Week 7 of DS13 saw us receiving a break from client projects and instead was back to focusing entirely on learning with a particular focus on spatial data and data preparation.
We spent Monday covering more Tableau Advanced topics with Dan Farmer. This involved revisiting some basic topics such as chart choices for specific types of data. A particularly interesting section of this was based around visualising time-based data. We covered old favourites such as sparklines and slope charts, but also learnt how to make a few new charts such as bump charts and control charts!

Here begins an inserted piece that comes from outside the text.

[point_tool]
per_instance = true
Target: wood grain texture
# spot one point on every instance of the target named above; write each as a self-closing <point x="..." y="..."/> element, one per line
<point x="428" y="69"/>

Day 2 kicked off with an interesting Data Security & Ethics with Gwilym Lockwood. I think these were two areas we had really overlooked up until this point. It was shocking how differently you approach data if you simply just rename the fields from representing retail stores to representing hospital patients. There’s a lot less pressure on analysing data to determine which stores to close than analysing data to determine which patients don’t receive treatment.
Following this we dropped back into Tableau Advanced with Dan, where we began to cover spatial visualizations. Highlights of this were learning how to make hexmaps from scratch using Tableau and Alteryx and learning how to import Mapbox maps which provide way more options than the Tableau built-in maps.
Wednesday was pretty much start to finish data prep challenges with Dan and Alteryx. The Data School is a purveyor of diabolically messy and poorly formatted data sets for the sole purpose of providing some incredibly challenging and practical data preparation challenges. This was intermingled with bits of web scraping and learning how to parse HTML which seemed complicated at first but with a few tools and a bit of RegEx actually becomes fairly easy.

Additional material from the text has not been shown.